Множество описаний как множество подходов к исследуемому объекту с различных направлений в растущей степени гарантирует, что этот объект не является гипостазом или иного рода хотя бы частично мнимой сущностью. Это – в связи с мощной независимостью экспериментальных процедур, на которые опираются отдельные терминологические инструменты. Ибо если мы действительно находим в хромосомах то, что от них как от кода требует теория информации, особенно же то, что требует от них макроскопическое наблюдение больших популяционных наборов, и если созданные такими независимыми друг от друга способами модели сильно перекрываются, предположение об ошибке в таких трактовках подлежит решительной редукции. Если же некоторое явление – например, новообразований в биологии – недоступно с различных направлений, это является важным сигналом недостаточности изучения и одновременно лишает вероятности предположение, что язык описания, якобы существующий пока в качестве единственного, действительно адекватен исследуемому объекту. (В случае с новообразованиями немного иначе, поскольку их созданные модели, если они берут начало в разных дисциплинах, не хотят перекрываться: это уже убедительно явный сигнал недостаточности изучения явления.)

Конечно, я прекрасно понимаю ту аллергическую неприязнь, которую испытывают герменевтики определенной дисциплины, изолированной до некоторой поры, по отношению к вторжениям вышеупомянутого рода. Но история науки учит нас, что полная непереводимость терминологических систем никогда не имела никаких познавательных достоинств, а значит, наверняка и сейчас не имеет. Конечно, нельзя априори утверждать, что полное взаимное приведение языков дескрипции и парадигм самостоятельного поиска представляет собой инвариант всего универсума науки. В этом смысле в гуманитарных науках могут таиться элементы, не подлежащие переводу на языки других дисциплин или переводимые кружными путями, с неизбежным обеднением.

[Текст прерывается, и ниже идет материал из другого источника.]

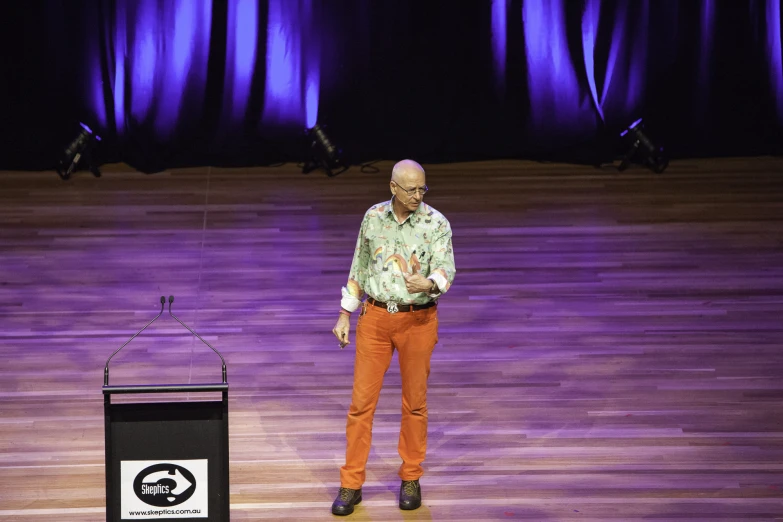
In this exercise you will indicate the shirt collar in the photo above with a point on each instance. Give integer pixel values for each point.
(413, 218)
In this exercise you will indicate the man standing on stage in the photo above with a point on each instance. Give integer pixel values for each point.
(403, 262)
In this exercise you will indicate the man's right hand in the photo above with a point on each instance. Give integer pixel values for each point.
(342, 329)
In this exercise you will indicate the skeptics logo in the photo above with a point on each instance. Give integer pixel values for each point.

Мой отказ от рассмотрения эстетических вопросов в попытке создания эмпирической теории литературы был признаком предположения, что среди всех аспектов произведения именно эти труднее всего определить методами эмпирии. Признаюсь здесь – как в самом подходящем месте – в осцилляции позиции, которую можно обнаружить в «Философии случая» и которую профессор Маркевич извлек на поверхность сопоставлением цитат. Эта осцилляция возникла, я думаю, из-за того, что я разбирал очередные модели произведения аналогово, но вне всякого сомнения, не изоморфно. Эмбрион не является повестью, новелла – не логический трактат, сонет – не разновидность шахматной задачи! Это бесспорно. Поэтому, попадая в ходе изложения под власть очередной модели, выделяя те ее черты, которые делают ее похожей на литературное произведение, я поддавался аналогиям, увеличивая их и тем самым вступая в противоречие с другими фрагментами книги. Несомненно, во время написания «Философии случая» я не только намеревался поучать других, но и сам многому научился – и если бы мне пришлось писать ее снова, я был бы уже осторожнее, хотя идеально выдерживать линейность изложения было бы по-прежнему трудно, поскольку книге не хватает дедуктивного костяка и математического оребрения. Образы, творимые из слов, никогда не перекрываются наверняка подобно математическим конструкциям.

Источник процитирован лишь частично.